0

I have been trying to study up on regex; however, I cannot seem to grasp what these two regex statements are saying.

private static final Pattern BALANCED_TEXT =
    Pattern.compile("(?s)((?:\\\\.|[^\\\\{}]"
                    + "|[{](?:\\\\.|[^\\\\{}])*[}])*)"
                    + "\\}"
                    + "|.");

private static final Pattern INPUT_PATTERN =
    Pattern.compile("(?s)(\\p{Blank}+)"
                    + "|(\\r?\\n((?:\\r?\\n)+)?)"
                    + "|\\\\([\\p{Blank}{}\\\\])"
                    + "|\\\\(\\p{Alpha}+)([{]?)"
                    + "|((?:[^\\p{Blank}\\r\\n\\\\{}]+))"
                    + "|(.)");

I would appreciate it if someone could explain these two regex statements to me in depth. Thanks in advance!

Jisoo Han
  • 259
  • 2
  • 6
  • 11
  • According to [documentation](http://docs.oracle.com/javase/7/docs/api/java/util/regex/Pattern.html) `(?s)` is DOTALL flag. It will let dot `.` also match new line marks. `\\p{Blank}` is the same as space or tabulator `[ \t]` so you can replace it in your regex. Also `\\p{Alpha}` is the same as `[\p{Lower}\p{Upper}]` which is the same as `[a-zA-Z]`. Now just print `BALANCED_TEXT` and `INPUT_PATTERN` and use them on https://www.debuggex.com/ and http://regex101.com/ to see how they work. Also remove `(?s)` if needed. – Pshemo Oct 21 '13 at 01:54
  • I am confused on what ?: and [^\\\\{}] mean. Also what is the point of the + sign? – Jisoo Han Oct 21 '13 at 02:02
  • 1
    You said that you have bean trying to study regex :/ `+` means that element or group before it can repeat one or more times. `(?:xxx)` is [non capturing group](http://stackoverflow.com/q/3512471/1393766). `[^abc]` means every character except these inside `[^...]` so in case of `[^\\\\{}]` it is the same as every character but not \, {, or }. – Pshemo Oct 21 '13 at 02:08

1 Answers1

3

The whole first regex is:

(?s)((?:\\\\.|[^\\\\{}]|[{](?:\\\\.|[^\\\\{}])*[}])*)\\}|.

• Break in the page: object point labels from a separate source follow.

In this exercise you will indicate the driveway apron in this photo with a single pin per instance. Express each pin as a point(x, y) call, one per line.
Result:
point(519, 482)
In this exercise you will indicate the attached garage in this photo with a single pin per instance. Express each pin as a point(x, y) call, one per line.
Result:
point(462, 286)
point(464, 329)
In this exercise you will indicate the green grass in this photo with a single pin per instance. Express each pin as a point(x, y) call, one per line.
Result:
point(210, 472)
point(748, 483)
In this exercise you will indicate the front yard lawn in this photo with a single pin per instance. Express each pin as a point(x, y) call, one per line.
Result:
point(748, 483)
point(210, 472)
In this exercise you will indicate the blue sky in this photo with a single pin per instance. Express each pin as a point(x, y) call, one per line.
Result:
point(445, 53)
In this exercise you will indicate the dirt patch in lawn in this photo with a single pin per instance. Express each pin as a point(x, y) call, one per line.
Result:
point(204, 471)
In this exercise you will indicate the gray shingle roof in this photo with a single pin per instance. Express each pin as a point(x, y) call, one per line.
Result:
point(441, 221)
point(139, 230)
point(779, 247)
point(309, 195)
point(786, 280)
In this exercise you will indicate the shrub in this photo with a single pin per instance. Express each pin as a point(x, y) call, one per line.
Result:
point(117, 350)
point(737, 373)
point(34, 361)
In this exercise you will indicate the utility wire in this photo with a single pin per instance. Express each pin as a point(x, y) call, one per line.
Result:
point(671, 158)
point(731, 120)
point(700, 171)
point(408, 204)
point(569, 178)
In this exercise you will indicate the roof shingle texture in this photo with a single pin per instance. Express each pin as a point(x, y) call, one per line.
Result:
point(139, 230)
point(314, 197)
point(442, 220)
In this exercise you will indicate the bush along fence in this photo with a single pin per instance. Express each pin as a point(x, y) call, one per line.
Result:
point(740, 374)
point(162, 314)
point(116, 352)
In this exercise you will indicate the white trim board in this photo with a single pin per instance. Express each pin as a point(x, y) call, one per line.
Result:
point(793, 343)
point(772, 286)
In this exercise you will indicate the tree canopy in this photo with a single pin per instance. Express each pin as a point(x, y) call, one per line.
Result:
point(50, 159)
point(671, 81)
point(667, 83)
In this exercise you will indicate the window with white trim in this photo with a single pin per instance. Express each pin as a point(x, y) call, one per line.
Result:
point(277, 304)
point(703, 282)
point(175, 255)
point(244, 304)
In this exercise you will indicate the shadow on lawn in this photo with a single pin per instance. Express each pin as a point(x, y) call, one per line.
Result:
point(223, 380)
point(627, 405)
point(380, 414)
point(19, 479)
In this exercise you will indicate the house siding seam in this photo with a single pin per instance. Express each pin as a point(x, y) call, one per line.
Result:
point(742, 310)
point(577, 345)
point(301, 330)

First you should do away with java string escapes (e.g. \\ to mean \). You get a regex:

(?s)((?:\\.|[^\\{}]|[{](?:\\.|[^\\{}])*[}])*)\}|.

First thing is (?s) a DOTALL flag with makes . match newlines. Second thing to look at is top level structure. Since | is an OR operator, with lowest precedence, it's:

(something)\} OR SINGLE ANY CHARACTER - DOT

So it will first try to match something ending with } (since } is a special character in regex it's prefaced with \. The part before } will be matched as group 1 because of the () around it.

Let's look at what's inside the outermost ().

The outermost form is (?: something)*. It will match 0 or more repetitions of something.

The (?: ) means that what's inside is a non-capturing group, that is, it doesn't generate a group in match like ( ) would. It allows the | OR expressions to correctly alternate with each other without including the outtermost |..

Let's look what that something is. It's a series of OR expressions, which are tried from left to right.

First one is \\. which matches \ followed by any character (notice \\ is escaped \, while . is not escaped.

The second one is a character class [\\{}] which matches any character that is not \ or { or }.

Third one is matches character { followed by 0 or more matches of the inner (?: ) followed by }. Inner (?: ) matches either \ followed by any character or any character which is not \ or { or }.

So if you put this together this matches:

First part will match anything that ends with } (group 1 will not include } while whole match can. Before last } it will match:

  • Empty string
  • Any characters escaped by \
  • Sequences of characters between { }

better explained as: it will match pretty much anything except \ by itself, { } without each other, it won't match nested { } pairs. Above exceptions can be escaped by \.

It will also match any character at all (the last .) but that match will have empty group 1.

Samples of (java unescaped) strings that match:

a}, h{ello}}, h{\{ello}}, x, h{\\ello}}, {}}

Seems like that regex is wrong since it won't match {} but it will match } and {}} while being named BALANCED_TEXT.

RokL
  • 2,687
  • 2
  • 18
  • 22